Impossible Projects…for more than 49 years, WHALE has saved historic buildings

  • March 7, 2011

Pictured: Andrew Robeson House , circa 1821– (L) Andrew Robeson House being moved down William Street after being saved from demolition by WHALE to its new lot. (R) Andrew Robeson House fully restored on its new lot at 32 William Street, New Bedford.

For more than 49 years, WHALE has saved historic buildings in New Bedford when no one else could, changing the way New Bedford looks forever. By saving significant pieces of our history and architectural heritage, WHALE has ensured that New Bedford remains a special place with irreplaceable connections to our past that serve as unique places for people to live, work, play, and learn.  Without WHALE’s preservation efforts, New Bedford, especially the historic core of New Bedford, would look vastly different today.

WHALE is not an ordinary 501 c3 organization. As an award-winning and nationally recognized historic preservation organization, WHALE takes on “impossible” preservation projects that no one else can. And, WHALE has never failed. WHALE, time and time again, puts the entire organization on the line to step in and rescue an endangered historically significant building that no one else can. And, why can’t anyone else? It’s simple. The sheer cost of rehabilitating these blighted and neglected historic properties far outweigh the return on investment – making them “impossible” preservation projects for the private sector to handle. Only a nonprofit like WHALE, committed at all costs to saving these buildings, can secure grants, private donations, and other subsidies that make these astronomical projects a reality. WHALE is in the business of making dreams comes true and WHALE develops strong partnerships with the City of New Bedford and area organizations to achieve its preservation goals. With the strong support of our members and friends in the greater New Bedford community, WHALE is proud to boast a 100% success rate on its projects.

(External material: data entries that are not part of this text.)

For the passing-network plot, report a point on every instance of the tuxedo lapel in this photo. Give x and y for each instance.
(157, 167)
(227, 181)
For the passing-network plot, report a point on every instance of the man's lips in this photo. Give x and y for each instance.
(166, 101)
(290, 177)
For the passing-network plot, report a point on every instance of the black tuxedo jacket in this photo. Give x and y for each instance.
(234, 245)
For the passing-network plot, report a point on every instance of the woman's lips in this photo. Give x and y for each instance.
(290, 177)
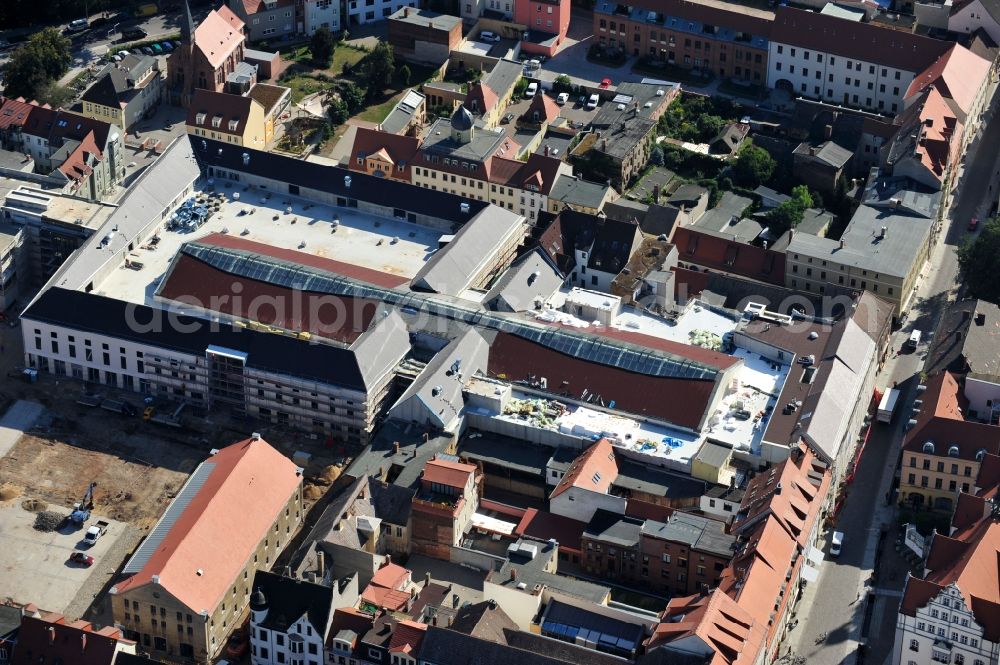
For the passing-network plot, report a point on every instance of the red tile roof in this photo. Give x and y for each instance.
(594, 470)
(448, 473)
(399, 149)
(50, 639)
(941, 422)
(958, 74)
(211, 105)
(792, 492)
(407, 637)
(717, 620)
(245, 491)
(197, 284)
(970, 563)
(677, 400)
(391, 576)
(738, 258)
(219, 35)
(542, 525)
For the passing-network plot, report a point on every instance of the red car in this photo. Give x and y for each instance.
(82, 559)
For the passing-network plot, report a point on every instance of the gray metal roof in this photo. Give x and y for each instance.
(402, 113)
(699, 533)
(453, 267)
(531, 277)
(381, 347)
(577, 191)
(579, 344)
(173, 513)
(905, 238)
(438, 387)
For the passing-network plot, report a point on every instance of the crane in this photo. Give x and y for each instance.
(81, 510)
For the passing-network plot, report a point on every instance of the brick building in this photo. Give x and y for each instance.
(685, 554)
(723, 38)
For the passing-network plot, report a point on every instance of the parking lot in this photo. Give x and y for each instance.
(35, 567)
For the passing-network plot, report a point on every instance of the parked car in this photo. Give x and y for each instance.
(81, 559)
(836, 543)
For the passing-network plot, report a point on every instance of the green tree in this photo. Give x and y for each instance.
(353, 96)
(979, 260)
(754, 166)
(379, 66)
(321, 46)
(44, 58)
(562, 83)
(338, 112)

All of WHALE’s 46 preservation projects were slated for demolition or inappropriate development, ravaged by fire, and/or suffered from years of neglect and deterioration. WHALE’s projects are never for the faint at heart nor are they inexpensive. But, they are all worthy of preservation and rehabilitation and today continue to positively contribute to New Bedford by contributing to their neighborhood and the valuations of nearby properties,  returning to the tax rolls when privately owned, and serving as cultural icons in our community such as the Zeiterion Theatre and the Rotch-Jones-Duff House and Garden Museum. In WHALE’s preservation projects, people are working, living, and learning in interesting places that tie us to our past, build our community’s character, and keep us a special place.

For more information on our past projects click here.

Andrew Robeson House

This 550-ton brick and stone mansion was rescued by WHALE to prevent its demolition and moved down city streets to its present site. It was stuck in the middle of William Street for one month because the blizzard of 1978 dropped three feet of snow on New Bedford.  Designed in the Federal style, the residence is an outstanding example of New Bedford’s prosperity during the golden age of whaling. Today it is privately owned, back on the tax rolls, and provides an interesting place to call home for a number of local businesses.